Outro dado importante do estudo foi que muitos participantes acreditavam que os resultados das buscas estavam organizados por probabilidade de diagnóstico. No entanto, os mecanismos de busca utilizam algoritmos matemáticos que classificam as páginas com base em critérios como frequência de palavras-chave, número de cliques recebidos e quantidade de links direcionando para a página. Isso gera um ciclo em que pessoas ansiosas clicam em páginas sobre doenças raras, elevando o ranqueamento dessas páginas e tornando mais provável que outros usuários preocupados também as encontrem.
White e Horvitz concluíram que os desenvolvedores de mecanismos de busca têm a responsabilidade de melhorar os sistemas de navegação e classificação para que os resultados relacionados à saúde sejam menos alarmantes. Eles reconhecem que isso representa desafios algorítmicos e estão desenvolvendo classificadores que identifiquem quando alguém está tentando usar um buscador para se autodiagnosticar.
A relação entre médicos e pacientes também tem sido impactada pela internet. Tradicionalmente, essa relação se baseava na figura do médico como principal fonte de informação sobre diagnóstico e tratamento. Com a internet, muitos pacientes buscam se informar por conta própria e desejam participar mais ativamente de suas decisões médicas. Essa mudança tem enfrentado certa resistência por parte dos médicos, já que as informações online nem sempre são confiáveis. O estudo da Microsoft revelou que muitos participantes não se preocupavam com a fonte da informação encontrada, concentrando-se apenas no conteúdo em si. Como o conteúdo online não é regulado, isso cria um desafio para médicos que atendem pacientes mal-informados, que confiam mais no que leram na internet do que na opinião do profissional.

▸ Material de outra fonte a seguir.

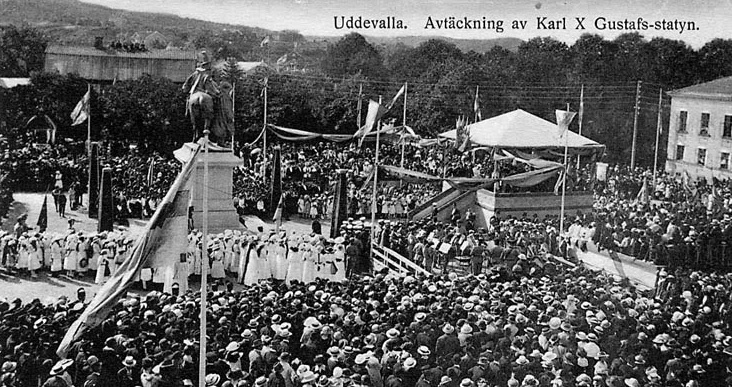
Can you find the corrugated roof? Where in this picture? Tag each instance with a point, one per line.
(9, 83)
(150, 54)
(718, 88)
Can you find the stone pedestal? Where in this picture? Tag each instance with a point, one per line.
(221, 162)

Além disso, limitações dos planos de saúde muitas vezes não compensam financeiramente o tempo exigido por pacientes que chegam ao consultório com pilhas de impressões da internet.
Por outro lado, médicos mais atualizados veem a internet como uma oportunidade de aprimorar a relação com os pacientes, tornando-os parceiros mais ativos e bem informados. Pacientes mais informados tendem a fazer perguntas melhores e a seguir com mais rigor os tratamentos indicados. Uma pesquisa da Harris mostrou que aqueles que buscam informações online sobre sua saúde têm maior probabilidade de aderir ao tratamento e de interagir de forma mais eficiente com os profissionais de saúde.
O Dr. Jared Dart, consultor de saúde australiano, sugere que os médicos “prescrevam” informações assim como prescrevem medicamentos, indicando sites confiáveis para manter o uso da internet como uma ferramenta complementar de informação e não como instrumento de autodiagnóstico. Enquanto isso, recomenda-se que, em vez de usar buscadores genéricos como o Google, o usuário opte por mecanismos específicos da área da saúde com recursos como verificadores de sintomas. Também é útil pedir ao médico indicações de sites confiáveis para pesquisar sintomas ou diagnósticos. E, se os resultados das buscas estiverem provocando ansiedade contínua, o mais adequado é marcar uma consulta com um profissional de saúde.